The National Film Board of Canada (NFB) selection at the 2023 Toronto International Film Festival (TIFF), taking place September 7 to 17, will feature compelling documentary and animated storytelling from emerging filmmakers. This includes the World Premiere of Montreal director Marielle Dalpé’s professional debut: the animated short Aphasia.
Premiering in the TIFF Short Cuts program, Aphasia is described as an unsettling sensory experience that immerses us in the world of people with Alzheimer’s disease who are facing the loss of their language capabilities. The film utilizes a mixed technique, blending under-camera and digital animation.
From the NFB:
Propelled by a jarring, lyrical aesthetic, the film pulls viewers into a disconcerting sensory experience. Visuals and sounds multiply and are superimposed on each other. Images collide as the voice of the narrator, Clare Coulter, dissolves into echoes. Meanwhile, startling glitch effects shatter the clean lines of the images.
In her debut professional animated short, Marielle Dalpé is not content to simply evoke the world of language dysfunction. Instead, she fully immerses us in it.

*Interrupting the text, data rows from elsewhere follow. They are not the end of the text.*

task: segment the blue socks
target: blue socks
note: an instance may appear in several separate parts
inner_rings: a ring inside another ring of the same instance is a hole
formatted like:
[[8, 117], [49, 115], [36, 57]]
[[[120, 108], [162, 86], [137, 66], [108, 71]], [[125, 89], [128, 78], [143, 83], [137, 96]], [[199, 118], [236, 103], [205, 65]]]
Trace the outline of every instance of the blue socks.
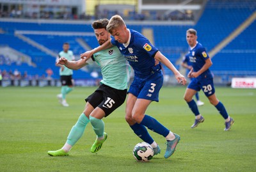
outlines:
[[195, 95], [195, 96], [196, 97], [196, 99], [197, 101], [199, 100], [199, 94], [198, 92], [196, 92], [196, 93]]
[[215, 107], [219, 111], [220, 113], [224, 118], [224, 119], [227, 120], [228, 118], [228, 114], [226, 111], [226, 109], [224, 107], [224, 105], [221, 102], [215, 106]]
[[84, 113], [82, 113], [78, 118], [77, 121], [69, 132], [67, 143], [73, 146], [81, 137], [82, 137], [85, 127], [89, 122], [89, 119]]
[[148, 129], [164, 136], [168, 135], [170, 130], [161, 124], [157, 120], [145, 114], [140, 124], [148, 127]]
[[195, 116], [197, 116], [200, 114], [198, 108], [197, 107], [196, 102], [193, 99], [189, 102], [187, 102], [188, 106], [189, 107], [190, 109], [191, 109], [192, 112], [194, 113]]
[[154, 142], [154, 139], [149, 135], [148, 130], [144, 125], [136, 123], [133, 125], [130, 125], [134, 132], [143, 141], [151, 145]]

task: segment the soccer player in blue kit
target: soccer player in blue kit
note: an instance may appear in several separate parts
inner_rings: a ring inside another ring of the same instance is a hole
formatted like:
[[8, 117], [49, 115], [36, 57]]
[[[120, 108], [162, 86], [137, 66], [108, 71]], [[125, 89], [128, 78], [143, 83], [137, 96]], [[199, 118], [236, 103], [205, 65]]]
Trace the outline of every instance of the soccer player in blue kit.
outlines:
[[[87, 59], [93, 54], [113, 45], [119, 49], [134, 70], [134, 78], [128, 91], [125, 120], [138, 137], [151, 145], [154, 155], [159, 153], [161, 149], [145, 127], [164, 137], [167, 141], [164, 157], [167, 159], [174, 153], [180, 136], [145, 113], [152, 101], [159, 101], [159, 93], [163, 82], [161, 63], [171, 70], [178, 82], [183, 85], [186, 83], [186, 78], [146, 37], [136, 31], [127, 29], [120, 16], [113, 16], [107, 29], [115, 39], [81, 54], [80, 56]], [[155, 65], [155, 59], [160, 63]]]
[[228, 116], [224, 105], [216, 97], [212, 75], [209, 69], [212, 63], [205, 49], [196, 41], [196, 31], [194, 29], [189, 29], [186, 32], [187, 42], [190, 47], [189, 61], [193, 66], [188, 76], [194, 78], [188, 86], [184, 95], [186, 102], [195, 116], [195, 123], [191, 127], [196, 127], [200, 123], [204, 121], [196, 102], [193, 100], [195, 94], [202, 89], [211, 104], [215, 106], [225, 119], [224, 130], [229, 130], [234, 120]]
[[[181, 66], [182, 66], [184, 68], [186, 68], [187, 75], [188, 73], [190, 72], [191, 70], [192, 65], [191, 63], [189, 61], [189, 54], [186, 54], [182, 59], [182, 62], [181, 63]], [[191, 78], [191, 80], [194, 79], [194, 78]], [[202, 102], [200, 98], [199, 98], [199, 93], [198, 92], [196, 92], [196, 94], [195, 95], [196, 99], [196, 104], [197, 106], [203, 106], [204, 103]]]

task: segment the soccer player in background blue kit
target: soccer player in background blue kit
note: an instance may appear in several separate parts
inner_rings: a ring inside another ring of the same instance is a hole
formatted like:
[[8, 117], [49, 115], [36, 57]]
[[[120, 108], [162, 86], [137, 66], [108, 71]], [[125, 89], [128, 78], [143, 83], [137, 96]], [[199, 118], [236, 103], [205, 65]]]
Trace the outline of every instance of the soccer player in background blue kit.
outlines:
[[188, 76], [195, 78], [188, 86], [184, 95], [186, 102], [195, 116], [195, 123], [191, 128], [196, 127], [200, 123], [204, 121], [204, 117], [199, 113], [196, 102], [193, 100], [195, 94], [202, 89], [211, 104], [215, 106], [225, 119], [224, 130], [229, 130], [234, 120], [228, 116], [223, 104], [218, 100], [215, 95], [212, 75], [209, 69], [212, 65], [211, 58], [206, 52], [205, 49], [196, 41], [196, 30], [189, 29], [186, 32], [186, 39], [190, 47], [189, 61], [193, 66]]
[[[113, 45], [118, 47], [134, 70], [134, 78], [128, 91], [125, 120], [138, 137], [151, 145], [154, 155], [159, 153], [161, 150], [145, 127], [164, 136], [167, 141], [164, 154], [167, 159], [174, 153], [180, 136], [145, 113], [151, 102], [159, 100], [159, 93], [163, 82], [160, 63], [171, 70], [176, 79], [183, 85], [186, 83], [186, 78], [147, 38], [136, 31], [127, 29], [120, 16], [113, 16], [107, 29], [115, 39], [81, 54], [81, 58], [88, 58], [96, 52]], [[155, 65], [155, 59], [160, 63]]]
[[[192, 65], [191, 63], [189, 61], [189, 54], [186, 54], [182, 59], [182, 62], [181, 63], [181, 65], [184, 67], [186, 68], [186, 74], [187, 75], [188, 73], [190, 72], [191, 70]], [[191, 80], [194, 79], [194, 78], [191, 78]], [[197, 106], [203, 106], [204, 103], [202, 102], [200, 98], [199, 98], [199, 93], [198, 92], [196, 92], [196, 94], [195, 95], [196, 99], [196, 104]]]

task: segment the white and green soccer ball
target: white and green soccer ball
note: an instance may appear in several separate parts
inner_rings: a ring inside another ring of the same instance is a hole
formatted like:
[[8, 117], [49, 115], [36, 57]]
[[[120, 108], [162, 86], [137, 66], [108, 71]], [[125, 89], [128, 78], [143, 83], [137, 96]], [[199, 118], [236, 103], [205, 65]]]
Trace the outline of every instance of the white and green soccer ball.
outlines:
[[146, 142], [138, 143], [134, 146], [132, 153], [134, 159], [138, 162], [147, 162], [154, 156], [152, 147]]

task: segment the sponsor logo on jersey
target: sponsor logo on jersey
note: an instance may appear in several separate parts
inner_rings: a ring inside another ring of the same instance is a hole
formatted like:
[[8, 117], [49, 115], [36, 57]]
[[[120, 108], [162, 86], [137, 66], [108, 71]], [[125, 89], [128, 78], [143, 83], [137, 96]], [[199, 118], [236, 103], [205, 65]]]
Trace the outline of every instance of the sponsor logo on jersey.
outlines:
[[147, 95], [147, 96], [150, 97], [152, 96], [152, 94], [148, 93], [148, 94]]
[[132, 48], [128, 48], [129, 52], [131, 54], [133, 53], [133, 49]]
[[207, 54], [206, 54], [205, 51], [203, 51], [202, 52], [202, 55], [203, 55], [204, 58], [207, 58]]
[[150, 51], [152, 49], [152, 47], [149, 44], [146, 43], [144, 46], [143, 46], [144, 49], [145, 49], [147, 51]]
[[113, 50], [109, 50], [109, 51], [108, 51], [108, 54], [109, 54], [109, 55], [112, 55], [112, 54], [113, 54], [113, 52], [114, 52]]

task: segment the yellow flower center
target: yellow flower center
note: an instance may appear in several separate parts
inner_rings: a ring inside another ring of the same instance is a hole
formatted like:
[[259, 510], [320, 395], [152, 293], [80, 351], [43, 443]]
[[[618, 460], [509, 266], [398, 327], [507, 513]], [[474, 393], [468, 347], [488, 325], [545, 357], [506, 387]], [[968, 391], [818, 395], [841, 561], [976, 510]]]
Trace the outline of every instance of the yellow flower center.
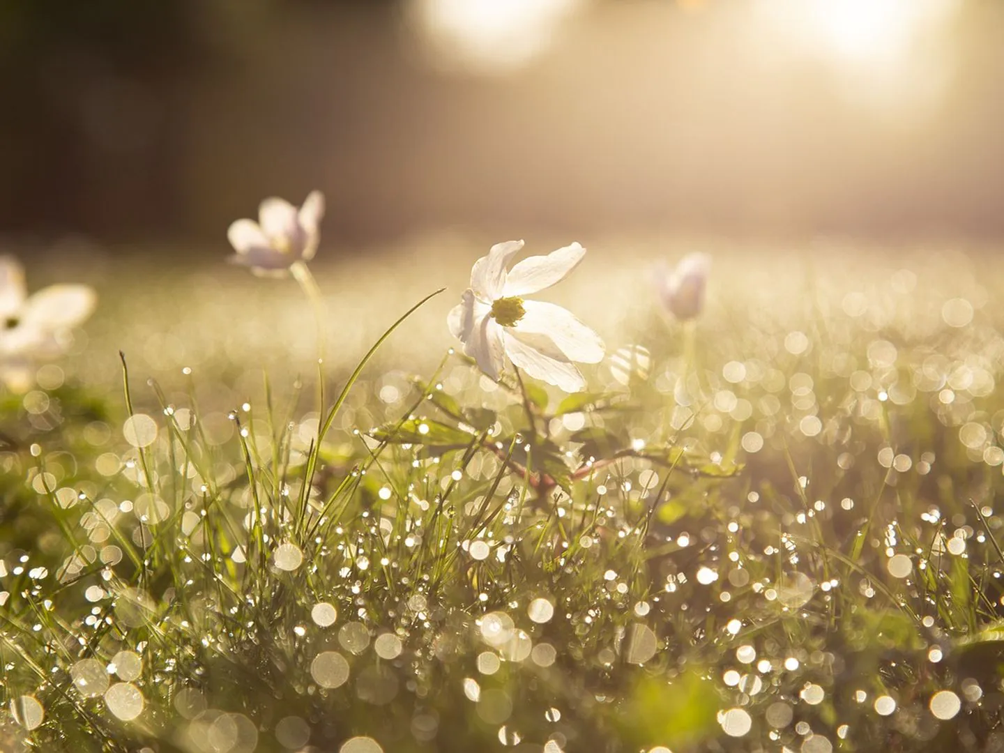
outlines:
[[492, 318], [504, 327], [511, 327], [525, 313], [522, 298], [497, 298], [492, 303]]

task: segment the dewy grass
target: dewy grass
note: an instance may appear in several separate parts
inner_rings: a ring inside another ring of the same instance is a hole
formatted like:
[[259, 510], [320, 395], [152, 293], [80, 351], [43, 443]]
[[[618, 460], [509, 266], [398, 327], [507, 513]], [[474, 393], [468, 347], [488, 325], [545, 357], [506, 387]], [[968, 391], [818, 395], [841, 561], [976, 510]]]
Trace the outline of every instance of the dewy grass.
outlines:
[[334, 393], [5, 394], [0, 750], [1002, 749], [1001, 318], [740, 277], [572, 396], [371, 374], [428, 298]]

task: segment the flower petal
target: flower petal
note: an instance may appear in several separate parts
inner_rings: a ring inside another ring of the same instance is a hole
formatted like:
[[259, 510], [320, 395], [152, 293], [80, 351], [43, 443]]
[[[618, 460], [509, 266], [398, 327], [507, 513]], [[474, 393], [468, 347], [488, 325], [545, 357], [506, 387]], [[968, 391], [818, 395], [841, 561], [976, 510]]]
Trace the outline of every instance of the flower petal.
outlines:
[[660, 294], [664, 305], [678, 319], [693, 319], [701, 313], [710, 269], [711, 257], [693, 253], [685, 256], [672, 274], [663, 273]]
[[254, 220], [237, 220], [227, 228], [227, 240], [234, 251], [243, 254], [256, 246], [267, 246], [268, 239]]
[[320, 191], [311, 191], [303, 202], [297, 219], [306, 230], [316, 231], [324, 218], [324, 195]]
[[300, 207], [297, 220], [306, 234], [302, 258], [310, 261], [317, 253], [320, 245], [320, 221], [324, 217], [324, 195], [320, 191], [311, 191]]
[[517, 337], [524, 333], [546, 335], [568, 360], [598, 363], [603, 359], [606, 346], [602, 339], [567, 308], [536, 300], [523, 301], [523, 308], [526, 313], [512, 327]]
[[285, 239], [291, 245], [302, 236], [299, 210], [285, 199], [271, 197], [258, 205], [258, 223], [270, 241]]
[[474, 358], [482, 371], [498, 380], [505, 367], [502, 327], [487, 314], [475, 317], [470, 339], [464, 343], [464, 353]]
[[496, 243], [482, 256], [471, 269], [471, 289], [474, 294], [485, 302], [490, 302], [502, 296], [505, 286], [505, 265], [513, 254], [523, 248], [523, 241], [506, 241]]
[[447, 314], [447, 326], [450, 333], [461, 342], [471, 339], [471, 331], [476, 321], [491, 313], [491, 307], [474, 297], [474, 291], [468, 288], [460, 296], [460, 303]]
[[551, 251], [546, 256], [529, 256], [509, 270], [503, 295], [527, 295], [560, 282], [578, 266], [585, 249], [578, 243]]
[[43, 331], [68, 329], [81, 324], [96, 305], [97, 294], [87, 285], [50, 285], [25, 302], [21, 324]]
[[585, 389], [582, 374], [568, 361], [541, 352], [513, 336], [511, 330], [506, 331], [504, 337], [506, 354], [512, 359], [513, 364], [530, 376], [554, 385], [566, 393], [577, 393]]
[[256, 246], [249, 248], [241, 254], [234, 254], [227, 258], [231, 264], [239, 264], [242, 267], [251, 267], [251, 271], [261, 270], [267, 272], [281, 271], [285, 274], [289, 266], [297, 259], [292, 254], [284, 254], [276, 251], [271, 246]]
[[0, 318], [17, 316], [26, 296], [21, 262], [13, 256], [0, 256]]

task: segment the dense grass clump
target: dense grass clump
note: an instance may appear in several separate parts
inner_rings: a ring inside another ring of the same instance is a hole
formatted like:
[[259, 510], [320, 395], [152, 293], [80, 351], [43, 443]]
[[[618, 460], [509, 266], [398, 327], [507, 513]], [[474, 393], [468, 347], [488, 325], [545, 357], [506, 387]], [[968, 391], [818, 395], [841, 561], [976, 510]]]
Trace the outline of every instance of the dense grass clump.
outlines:
[[722, 276], [570, 396], [8, 394], [0, 750], [1004, 749], [985, 283]]

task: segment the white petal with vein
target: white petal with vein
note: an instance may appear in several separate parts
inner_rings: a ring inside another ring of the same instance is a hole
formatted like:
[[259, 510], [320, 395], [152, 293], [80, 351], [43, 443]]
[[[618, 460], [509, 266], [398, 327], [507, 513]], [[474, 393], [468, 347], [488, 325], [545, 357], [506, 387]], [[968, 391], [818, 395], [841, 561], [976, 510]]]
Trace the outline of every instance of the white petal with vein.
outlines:
[[471, 269], [471, 289], [478, 298], [487, 303], [502, 295], [506, 280], [505, 265], [521, 248], [523, 241], [496, 243], [487, 256], [474, 262]]
[[572, 243], [546, 256], [530, 256], [516, 264], [506, 276], [503, 295], [527, 295], [560, 282], [578, 266], [585, 249]]
[[598, 363], [603, 359], [603, 341], [571, 311], [554, 303], [523, 301], [526, 313], [513, 327], [517, 332], [545, 334], [568, 356], [580, 363]]
[[505, 333], [505, 350], [512, 362], [530, 376], [554, 385], [566, 393], [585, 389], [585, 380], [574, 365], [552, 358], [521, 342], [511, 332]]
[[227, 240], [234, 247], [234, 251], [245, 254], [252, 248], [264, 248], [268, 246], [268, 239], [265, 238], [261, 228], [254, 220], [236, 220], [227, 229]]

The film allows us to feel what it must be like to engage in a battle with time and the limits of our own minds, while everything seems to be slipping away…
This powerful and important work highlights the ambiguous fragility of existence, and reminds us of that which makes us uniquely human: our ability to communicate.
The English-language version screening at TIFF features the voice of veteran Toronto-born actress Clare Coulter (Three Pines). The 3’45” film is produced by Marc Bertrand and executive produced by Christine Noël for the NFB’s French Program Animation Studio. The sound design is by Luigi Allemano, who also worked on Wendy Tilby and Amanda Forbis’s Oscar-nominated NFB animated short The Flying Sailor.
Since graduating from Concordia University’s Mel Hoppenheim School of Cinema, Dalpé has been a finalist in the 2017 edition of the NFB’s Cinéaste recherché(e) contest, and received a special mention at the pitch competition held at the Cinémathèque québécoise’s Sommets du cinéma d’animation in 2020.
Following its TIFF premiere, Aphasia is also selected for the Ottawa International Animation Festival (September 20–24).